Tuesday, September 13, 2011

Flight 2: miticulture


I've long been somewhat aesthetically taken with with mussels and their cultivation, visual as well as gustatory; here's a previous photo post about them.

This went a stage further on looking down at the mussel beds from the air.  We must have been quite lucky with the state of the tide, so that their serried rows hovered visible just below the surface in the aqua- and ultramarine of the bay, their graphic, human-ordered geometry offsetting the random figuring and curves of the rocks and shoreline.

I took a lot of pictures of these, and make no apology for including a lot of them here. 



















 






Studying the satellite imagery of the coast here also, it becomes apparent just how extensive the mussel fields are, miles and miles of inshore waters delicately striated with them. One tends to think that human dominion ends at the edge of the land, that the islands stand in untamed ocean where fishermen and mariners take their chances on the surface, whereas often they are almost joined to the mainland by areas of miticulture, plotted and marked out by human agency, made mysterious in their partial concealment by the rise and fall of the tide.
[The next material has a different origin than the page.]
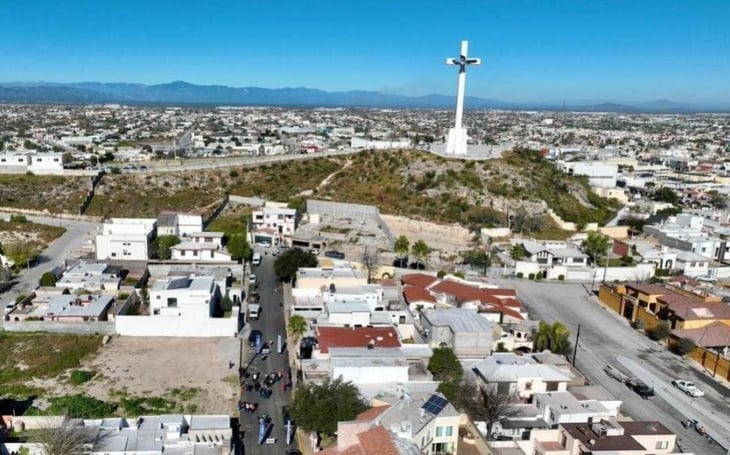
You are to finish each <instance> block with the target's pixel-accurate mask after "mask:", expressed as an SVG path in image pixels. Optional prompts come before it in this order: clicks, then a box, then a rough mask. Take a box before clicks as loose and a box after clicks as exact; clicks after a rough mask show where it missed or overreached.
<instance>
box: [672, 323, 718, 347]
mask: <svg viewBox="0 0 730 455" xmlns="http://www.w3.org/2000/svg"><path fill="white" fill-rule="evenodd" d="M672 335H674V336H675V337H677V338H689V339H690V340H692V341H694V343H695V344H696V345H697V346H700V347H703V348H714V347H725V346H730V327H729V326H727V325H725V324H723V323H722V322H720V321H715V322H713V323H711V324H708V325H706V326H704V327H701V328H699V329H674V330H672Z"/></svg>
I've heard though, that shell fish in general and mussels in particular, as well as being good and healthy food are relatively sustainable and ecologically benign in their cultivation, especially compared with rapacious over-exploitation of totally wild fish species or other more toxic forms of fish farming, which I rather hope is true, as not only do I love eating them but find the sight of the mussel beds rather beautiful and fascinating.

8 comments:

marja-leena said...

Yes, they are beautiful, fascinating and almost haunting images. If I'd seen them without explanation, I'd think something more sinister and almost military, not benign. Always learning something new.... thanks, Lucy! Now I'm wondering if our BC west coast, wild as it is, has anything as extensive. Must research...

Anonymous said...

These images are haunting and dreamlike. As is the trip itself, come to think of it. I read and look at the photos and marvel at the entirety of it. And then I think, "Only Lucy." Yes, that's the feel of it.
- alison

HKatz said...

Fascinating.

The ships look ghostly in that last one. And I love the geometry (bar codes?) and the way the land masses look like large beasts in the first two photos.
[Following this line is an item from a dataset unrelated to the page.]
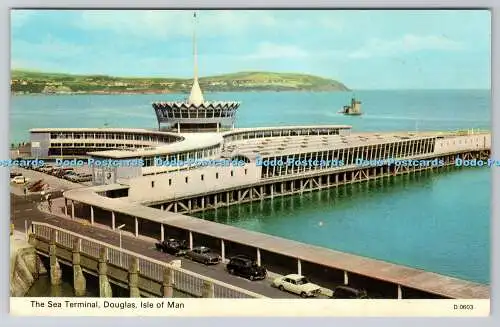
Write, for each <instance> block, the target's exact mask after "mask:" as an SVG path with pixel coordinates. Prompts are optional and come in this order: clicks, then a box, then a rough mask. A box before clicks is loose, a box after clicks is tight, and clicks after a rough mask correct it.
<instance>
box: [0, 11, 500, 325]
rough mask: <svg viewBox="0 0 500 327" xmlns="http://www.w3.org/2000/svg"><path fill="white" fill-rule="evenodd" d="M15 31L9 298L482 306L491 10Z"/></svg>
mask: <svg viewBox="0 0 500 327" xmlns="http://www.w3.org/2000/svg"><path fill="white" fill-rule="evenodd" d="M11 30H12V33H11V35H12V39H11V95H12V96H11V104H10V126H11V128H10V140H9V143H10V148H11V151H10V158H2V160H1V163H2V166H3V167H4V169H6V170H10V178H11V183H10V184H11V185H10V204H11V217H10V220H11V239H10V247H11V267H10V271H11V274H10V276H11V280H10V285H11V314H12V315H61V316H75V315H80V316H81V315H89V316H92V315H102V316H113V315H120V316H127V315H130V316H132V315H136V314H137V312H141V314H143V315H146V316H147V315H165V316H220V315H227V316H248V315H253V316H289V315H292V316H296V315H303V316H412V315H415V316H464V317H465V316H487V315H489V307H490V282H491V276H490V273H489V272H490V216H491V201H490V199H491V189H492V188H491V183H492V180H491V170H492V168H493V167H496V166H500V158H493V157H492V156H491V85H490V80H491V67H490V56H491V54H490V52H491V35H490V31H491V18H490V12H489V11H488V10H333V9H332V10H198V11H195V10H123V11H121V10H90V9H89V10H83V9H81V10H49V9H13V10H11ZM234 300H237V301H234ZM221 304H223V305H221Z"/></svg>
Air, earth and water are all melting into each other, and there's a blurry boundary between living and non-living things.

Barrett Bonden said...

I'm assuming that each bed is separate and that none is duplicated by being photographed from a different angle. If so, this explains another of the mussel's attractions - its cheapness in restaurants. Down on the south coast (I didn't notice any in Perros-Guirec or Paimpol) there are mini-restaurants which appear to specialise only in mussels and offer them, with frites, on an "all you can eat" basis. I fear a dozen mussels does me, but I've seen Mrs BB go on to a second panful after more or less clearing the first one on her own.

Rosie said...

There is a pleasing order about them when seen from on high. I love the big fat orange ones.

Crafty Green Poet said...

amazing photos,

I don't like shellfish though,

I tagged you in a meme, if you want to join in, you can find our more at: http://craftygreenpoet.blogspot.com/2011/09/7-x-7-links.html

Julia said...

I've seen those beds from the shore, but absolutely had no idea how far out they go. That's really fascinating to see!

earlybird said...

Absolutely stunning. I love the way you have seen them through the water and the contrast of the manmade lines against the coast lines.